Violence has been on the increase since the project was first mooted in 2010. According to Peace Brigades International, an organization which accompanies several of the Mayan groups, there were more than 800 attacks on human rights workers in Guatemala as a whole in 2014, 25% more than in the previous year.
Chickens to Renewable Energy
The consortium involved in several of the hydro-electric projects in the east of Guatemala is Jonbo S.A, part of the Corporación Multi-inversiones. In turn, Corporacion Multi-Inversiones is part of the empire of one of the richest families in Central America, the Bosch-Gutierrez clan.
The family first made its fortune with the Pollo Campero chicken fast food stores but has since branched out into many different areas, including construction and renewable energy projects.
According to the corporation’s website: “The generation of electric power using renewable energy resources is an activity that benefits everyone, not only creates jobs and generates progress, but also drives economic growth and social development while protecting the environment.”
Power generation from renewable sources and free from contamination is a key pillar for the long term sustainability of the electricity sector: “We are powering development without harming the environment”.
They and the central government’s ministry of energy claim that these renewable energy projects will lessen the country’s dependency on imported oil, which has often led to electricity shortages in the past.
The company claims that it has bought all the necessary land for the projects, and does not recognize the right of the indigenous inhaibtants to be regarded as a separate entity.
But according to Omar, this model of development ignores several factors which are vital to the Mayan peoples.
On the one hand, he stresses the Cho’ti people’s relationship to the land and rivers is as much a spiritual as an economic one. “Rivers represent life and spiritual rather than usable energy. If you cut the river in two with a dam, that energy is lost.”
He and Nuevo Día also claim that the new project will do little to alleviate the poverty of the Mayans. “They are only promising 200 jobs for two years. But those jobs are for skilled engineers, not the local Mayan population.”
Nuevo Día further questions exactly who the increased electrical capacity from the dams will benefit. Part of the scheme involved exporting energy to Mexico and other Central American countries, whilst some 40% of Guatemalans still have no electrical power.
Corruption and protests
Beyond this, Mayan activists also fear that the cost of the construction of the huge dams in their region is inflated due to widespread corruption official corruption, details of which are emerging almost daily.
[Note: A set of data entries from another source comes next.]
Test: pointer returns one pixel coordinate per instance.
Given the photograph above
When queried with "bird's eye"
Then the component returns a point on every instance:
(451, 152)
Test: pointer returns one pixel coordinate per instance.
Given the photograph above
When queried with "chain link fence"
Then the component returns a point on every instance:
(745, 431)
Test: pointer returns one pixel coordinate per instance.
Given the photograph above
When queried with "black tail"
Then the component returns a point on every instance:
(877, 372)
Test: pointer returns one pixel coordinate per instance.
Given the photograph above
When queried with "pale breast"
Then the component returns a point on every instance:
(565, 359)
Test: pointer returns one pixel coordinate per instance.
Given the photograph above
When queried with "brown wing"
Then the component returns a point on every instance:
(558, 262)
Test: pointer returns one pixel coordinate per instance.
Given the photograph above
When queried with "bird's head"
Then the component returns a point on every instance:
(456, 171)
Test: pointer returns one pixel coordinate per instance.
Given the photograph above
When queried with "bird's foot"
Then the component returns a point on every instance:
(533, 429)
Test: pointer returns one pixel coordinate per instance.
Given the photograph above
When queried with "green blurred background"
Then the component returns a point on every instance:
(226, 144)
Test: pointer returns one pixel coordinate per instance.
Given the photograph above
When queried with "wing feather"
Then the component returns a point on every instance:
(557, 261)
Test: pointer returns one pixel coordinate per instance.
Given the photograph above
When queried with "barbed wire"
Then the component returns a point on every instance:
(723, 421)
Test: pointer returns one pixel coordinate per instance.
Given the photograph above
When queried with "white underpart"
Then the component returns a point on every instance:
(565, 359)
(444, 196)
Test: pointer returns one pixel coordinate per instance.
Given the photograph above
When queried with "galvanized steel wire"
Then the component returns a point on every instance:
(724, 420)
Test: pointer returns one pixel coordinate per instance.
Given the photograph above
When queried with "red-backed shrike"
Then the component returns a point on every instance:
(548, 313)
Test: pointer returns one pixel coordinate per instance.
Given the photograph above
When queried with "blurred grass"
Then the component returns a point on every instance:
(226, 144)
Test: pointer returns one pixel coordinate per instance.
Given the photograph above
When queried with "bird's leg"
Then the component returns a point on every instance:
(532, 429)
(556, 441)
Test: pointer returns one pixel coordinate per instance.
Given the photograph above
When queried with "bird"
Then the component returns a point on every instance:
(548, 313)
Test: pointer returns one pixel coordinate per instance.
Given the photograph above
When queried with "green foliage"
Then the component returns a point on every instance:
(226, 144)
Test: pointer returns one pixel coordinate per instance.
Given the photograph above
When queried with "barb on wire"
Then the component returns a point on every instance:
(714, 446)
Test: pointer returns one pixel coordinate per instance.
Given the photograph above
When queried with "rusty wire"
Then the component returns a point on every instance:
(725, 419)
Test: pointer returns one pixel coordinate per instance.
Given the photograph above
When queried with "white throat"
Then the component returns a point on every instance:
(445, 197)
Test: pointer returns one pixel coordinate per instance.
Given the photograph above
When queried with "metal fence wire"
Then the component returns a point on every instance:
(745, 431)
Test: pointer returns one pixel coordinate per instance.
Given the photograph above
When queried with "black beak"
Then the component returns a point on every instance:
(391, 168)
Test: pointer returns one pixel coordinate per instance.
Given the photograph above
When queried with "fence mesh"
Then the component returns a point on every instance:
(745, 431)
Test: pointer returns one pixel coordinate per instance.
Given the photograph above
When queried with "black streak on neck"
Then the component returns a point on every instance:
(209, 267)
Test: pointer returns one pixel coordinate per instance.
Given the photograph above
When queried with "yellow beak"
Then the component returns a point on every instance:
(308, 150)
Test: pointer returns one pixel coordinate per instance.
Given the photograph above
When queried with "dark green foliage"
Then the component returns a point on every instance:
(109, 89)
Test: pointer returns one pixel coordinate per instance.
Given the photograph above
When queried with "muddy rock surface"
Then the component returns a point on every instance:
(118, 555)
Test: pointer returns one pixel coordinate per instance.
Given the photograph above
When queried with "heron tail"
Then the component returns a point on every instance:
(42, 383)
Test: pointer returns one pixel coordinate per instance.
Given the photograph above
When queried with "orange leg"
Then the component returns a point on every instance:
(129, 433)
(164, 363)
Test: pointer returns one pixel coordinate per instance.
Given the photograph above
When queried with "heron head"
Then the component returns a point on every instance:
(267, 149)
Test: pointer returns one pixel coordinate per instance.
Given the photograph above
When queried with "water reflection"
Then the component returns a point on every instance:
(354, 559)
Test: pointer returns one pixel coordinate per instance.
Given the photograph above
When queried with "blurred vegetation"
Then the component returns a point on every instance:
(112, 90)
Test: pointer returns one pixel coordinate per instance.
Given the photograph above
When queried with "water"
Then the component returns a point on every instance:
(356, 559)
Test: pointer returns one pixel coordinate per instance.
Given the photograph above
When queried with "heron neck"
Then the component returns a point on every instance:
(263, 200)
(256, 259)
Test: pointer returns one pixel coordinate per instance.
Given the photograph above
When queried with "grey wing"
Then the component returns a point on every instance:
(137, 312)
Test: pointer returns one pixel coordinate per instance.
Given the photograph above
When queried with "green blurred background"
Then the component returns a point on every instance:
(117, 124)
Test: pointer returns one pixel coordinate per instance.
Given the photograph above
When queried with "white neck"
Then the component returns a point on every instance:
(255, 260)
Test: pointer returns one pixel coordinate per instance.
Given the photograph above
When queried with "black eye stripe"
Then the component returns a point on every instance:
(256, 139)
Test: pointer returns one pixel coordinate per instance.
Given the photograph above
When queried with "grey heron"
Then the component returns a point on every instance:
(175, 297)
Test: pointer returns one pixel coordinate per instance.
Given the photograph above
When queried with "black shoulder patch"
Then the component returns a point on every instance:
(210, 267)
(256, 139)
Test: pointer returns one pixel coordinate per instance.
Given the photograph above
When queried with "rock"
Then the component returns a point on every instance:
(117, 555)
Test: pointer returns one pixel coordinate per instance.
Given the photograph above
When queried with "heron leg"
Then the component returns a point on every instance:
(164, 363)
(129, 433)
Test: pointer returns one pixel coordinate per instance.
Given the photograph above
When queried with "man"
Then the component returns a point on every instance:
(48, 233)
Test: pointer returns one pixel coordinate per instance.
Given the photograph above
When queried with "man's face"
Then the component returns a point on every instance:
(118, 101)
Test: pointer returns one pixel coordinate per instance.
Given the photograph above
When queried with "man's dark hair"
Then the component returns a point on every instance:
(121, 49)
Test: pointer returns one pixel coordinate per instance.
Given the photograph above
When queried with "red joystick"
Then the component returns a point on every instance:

Since April 2015, the vice-president, the ministers of the interior, the environment and energy and mines have all been forced to resign because of alleged involvement in corruption scandals. Also under arrest are the heads of the National Social Security Institute and the Central Bank, accused of accepting bribes and kickbacks for contracts.
Many of those officials now facing prosecution are close friends of President Otto Perez Molina, and there are persistent allegations that he too has been involved in many of the corrupt practices.
The president enjoys immunity against prosecution whilst in power, but thousands of Guatemalans have been protesting in the capital and other cities every Saturday, calling for his immunity to be rescinded so that he can face impeachment proceedings.
Nuevo Día is taking part in the protests, and like many other grassroots organizations, they are calling for President Otto Pérez Molina to be stripped of this immunity so that he can to face the courts as soon as possible.
At the same time, they are asking for the postponement of the presidential and legislative elections due to take place in September 2015.
This postponement, they argue, would give civil society the chance to organize more effectively and choose representatives who would more closely reflect their priorities than the main traditional parties do.
“We want to be able to elect politicians who actually listen to us for once,” concludes Omar.